Rand takes Moody's in its stride, eyes now on MPC

Cape Town - The rand took Moody's decision to keep South Africa's sovereign credit rating at one notch above junk status in its stride, according to Bianca Botes, corporate treasury manager at Peregrine Treasury Solutions.

The ratings agency made this announcement close to midnight on Friday night and even upgraded the country's outlook to stable.

"With the Moody's decision having been widely anticipated and markets having a knack for pricing in such events, the rand remained fairly flat, trading at R11.94/$, after gaining 0.94% during trade on Friday," Botes said on Sunday.

"The rand remained flat throughout the weekend, still trading at the R11.72/74 level.""

She anticipates that, as markets open on Monday, the rand is expected to gain some ground in the short term as investors reposition themselves.

"All eyes now shift towards the SA Reserve Bank's Monetary Policy Committee (MPC) on the 28 March. The SARB is expected to hold repo rates steady at 6.75% as the economy slowly shows signs of an uptick in line with global markets," said Botes.

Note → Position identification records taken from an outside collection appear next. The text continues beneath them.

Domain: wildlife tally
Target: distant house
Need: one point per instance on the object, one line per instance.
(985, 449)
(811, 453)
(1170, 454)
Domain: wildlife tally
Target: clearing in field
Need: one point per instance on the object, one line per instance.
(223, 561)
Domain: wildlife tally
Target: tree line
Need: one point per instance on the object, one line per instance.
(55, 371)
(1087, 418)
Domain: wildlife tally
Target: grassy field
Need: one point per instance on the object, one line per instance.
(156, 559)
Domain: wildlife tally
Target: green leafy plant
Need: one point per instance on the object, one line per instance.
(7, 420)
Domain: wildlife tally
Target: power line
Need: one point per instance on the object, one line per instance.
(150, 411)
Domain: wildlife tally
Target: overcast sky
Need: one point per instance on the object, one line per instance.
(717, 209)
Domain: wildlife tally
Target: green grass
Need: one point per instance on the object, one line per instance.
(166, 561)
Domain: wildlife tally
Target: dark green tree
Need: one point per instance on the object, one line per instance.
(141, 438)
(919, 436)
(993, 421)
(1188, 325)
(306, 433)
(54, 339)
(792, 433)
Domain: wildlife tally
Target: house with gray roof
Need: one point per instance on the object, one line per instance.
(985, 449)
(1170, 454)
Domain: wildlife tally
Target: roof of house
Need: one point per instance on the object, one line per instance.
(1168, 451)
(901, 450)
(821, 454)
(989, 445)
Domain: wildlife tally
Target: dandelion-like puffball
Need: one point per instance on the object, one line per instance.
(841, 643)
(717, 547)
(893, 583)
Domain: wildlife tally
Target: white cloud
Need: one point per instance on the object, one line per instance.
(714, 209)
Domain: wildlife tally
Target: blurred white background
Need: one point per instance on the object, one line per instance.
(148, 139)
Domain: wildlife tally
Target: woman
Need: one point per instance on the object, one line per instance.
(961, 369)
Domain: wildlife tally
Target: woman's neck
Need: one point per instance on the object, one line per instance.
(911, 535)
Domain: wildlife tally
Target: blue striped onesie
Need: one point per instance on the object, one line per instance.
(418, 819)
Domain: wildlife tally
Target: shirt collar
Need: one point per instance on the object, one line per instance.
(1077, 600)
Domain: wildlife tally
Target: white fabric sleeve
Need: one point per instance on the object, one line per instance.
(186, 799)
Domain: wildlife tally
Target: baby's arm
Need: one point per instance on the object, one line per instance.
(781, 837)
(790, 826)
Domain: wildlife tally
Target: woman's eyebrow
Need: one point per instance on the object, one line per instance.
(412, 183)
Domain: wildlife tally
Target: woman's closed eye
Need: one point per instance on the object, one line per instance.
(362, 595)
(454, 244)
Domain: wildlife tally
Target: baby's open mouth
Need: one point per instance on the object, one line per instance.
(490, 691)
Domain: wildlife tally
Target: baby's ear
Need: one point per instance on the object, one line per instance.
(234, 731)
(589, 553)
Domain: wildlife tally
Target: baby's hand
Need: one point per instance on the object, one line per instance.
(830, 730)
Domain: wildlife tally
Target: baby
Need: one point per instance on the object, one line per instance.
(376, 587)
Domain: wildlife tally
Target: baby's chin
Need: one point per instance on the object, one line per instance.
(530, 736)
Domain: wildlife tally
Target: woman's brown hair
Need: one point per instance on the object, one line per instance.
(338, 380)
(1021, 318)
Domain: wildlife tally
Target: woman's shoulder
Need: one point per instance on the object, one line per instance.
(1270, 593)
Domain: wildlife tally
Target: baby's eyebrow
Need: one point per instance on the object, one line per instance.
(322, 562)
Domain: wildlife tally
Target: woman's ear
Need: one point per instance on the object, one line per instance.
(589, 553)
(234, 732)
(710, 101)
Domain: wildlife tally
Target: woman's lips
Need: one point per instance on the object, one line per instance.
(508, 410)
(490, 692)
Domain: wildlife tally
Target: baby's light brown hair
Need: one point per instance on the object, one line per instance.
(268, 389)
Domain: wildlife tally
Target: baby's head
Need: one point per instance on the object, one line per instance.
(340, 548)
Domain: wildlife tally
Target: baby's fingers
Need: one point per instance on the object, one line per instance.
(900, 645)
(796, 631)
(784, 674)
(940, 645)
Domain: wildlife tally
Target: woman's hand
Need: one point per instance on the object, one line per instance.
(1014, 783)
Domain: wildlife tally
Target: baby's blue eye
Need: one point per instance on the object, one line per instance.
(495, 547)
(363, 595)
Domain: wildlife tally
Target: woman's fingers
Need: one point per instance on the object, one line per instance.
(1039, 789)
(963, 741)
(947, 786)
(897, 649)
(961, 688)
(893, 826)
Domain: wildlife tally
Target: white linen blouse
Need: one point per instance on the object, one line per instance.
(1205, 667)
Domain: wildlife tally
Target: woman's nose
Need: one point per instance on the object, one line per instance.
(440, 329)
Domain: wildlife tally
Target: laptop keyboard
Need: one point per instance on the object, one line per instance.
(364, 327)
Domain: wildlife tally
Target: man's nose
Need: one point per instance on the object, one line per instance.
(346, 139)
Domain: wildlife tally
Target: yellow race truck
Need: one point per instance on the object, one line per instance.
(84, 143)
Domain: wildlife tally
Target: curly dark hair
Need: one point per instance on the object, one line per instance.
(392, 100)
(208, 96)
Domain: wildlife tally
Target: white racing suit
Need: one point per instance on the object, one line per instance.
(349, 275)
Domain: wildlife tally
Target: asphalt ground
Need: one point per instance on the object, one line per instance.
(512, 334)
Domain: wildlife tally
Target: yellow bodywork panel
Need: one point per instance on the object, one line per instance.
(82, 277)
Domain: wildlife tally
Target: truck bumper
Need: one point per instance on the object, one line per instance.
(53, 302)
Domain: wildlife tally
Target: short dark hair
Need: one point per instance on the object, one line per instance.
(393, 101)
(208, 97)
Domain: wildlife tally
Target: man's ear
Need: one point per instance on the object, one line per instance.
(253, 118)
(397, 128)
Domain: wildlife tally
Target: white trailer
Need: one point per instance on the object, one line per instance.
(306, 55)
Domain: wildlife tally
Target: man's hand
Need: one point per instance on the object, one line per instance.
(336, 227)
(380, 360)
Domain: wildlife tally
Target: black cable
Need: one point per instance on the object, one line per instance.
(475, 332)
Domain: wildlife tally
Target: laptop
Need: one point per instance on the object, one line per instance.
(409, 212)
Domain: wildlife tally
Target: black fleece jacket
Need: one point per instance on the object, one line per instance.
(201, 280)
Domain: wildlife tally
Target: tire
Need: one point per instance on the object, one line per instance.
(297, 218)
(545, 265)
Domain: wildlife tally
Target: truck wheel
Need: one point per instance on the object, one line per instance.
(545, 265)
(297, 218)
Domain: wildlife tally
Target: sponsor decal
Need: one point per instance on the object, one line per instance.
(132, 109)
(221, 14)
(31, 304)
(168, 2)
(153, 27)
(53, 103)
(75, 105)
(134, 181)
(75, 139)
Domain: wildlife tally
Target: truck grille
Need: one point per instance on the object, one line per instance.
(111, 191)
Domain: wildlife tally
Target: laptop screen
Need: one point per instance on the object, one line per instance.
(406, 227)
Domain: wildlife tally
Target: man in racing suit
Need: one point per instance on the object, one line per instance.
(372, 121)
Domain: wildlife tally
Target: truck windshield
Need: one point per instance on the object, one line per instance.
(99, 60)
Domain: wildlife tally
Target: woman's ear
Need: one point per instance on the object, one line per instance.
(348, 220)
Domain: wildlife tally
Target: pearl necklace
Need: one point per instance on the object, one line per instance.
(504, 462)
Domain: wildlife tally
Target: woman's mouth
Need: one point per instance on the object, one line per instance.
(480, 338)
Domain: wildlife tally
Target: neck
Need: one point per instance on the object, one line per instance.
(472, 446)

Botes pointed out that Moody's resolution not to downgrade came after SA’s "transition" politically, moving from the era of former president Jacob Zuma to leadership under President Cyril Ramaphosa.

When making their decisions, ratings agencies mainly look for Treasury stability and government policy stability, she explained.

"In simple terms, the agencies seek to answer the following questions: Can the country service its interest and debt payments and can policy drive economic growth and activity?"

The recent budget speech as well as the leadership transition both appealed to Moody’s.

"Although this news is positive, one must still consider the long road ahead for SA - the next goal being to have the previous downgrades reversed," said Botes.

"Economic growth, employment and fixed capital investment will be key elements to ensure a robust investment environment moving forward as well as a clear path in terms of the Mining Charter and the redistribution of land."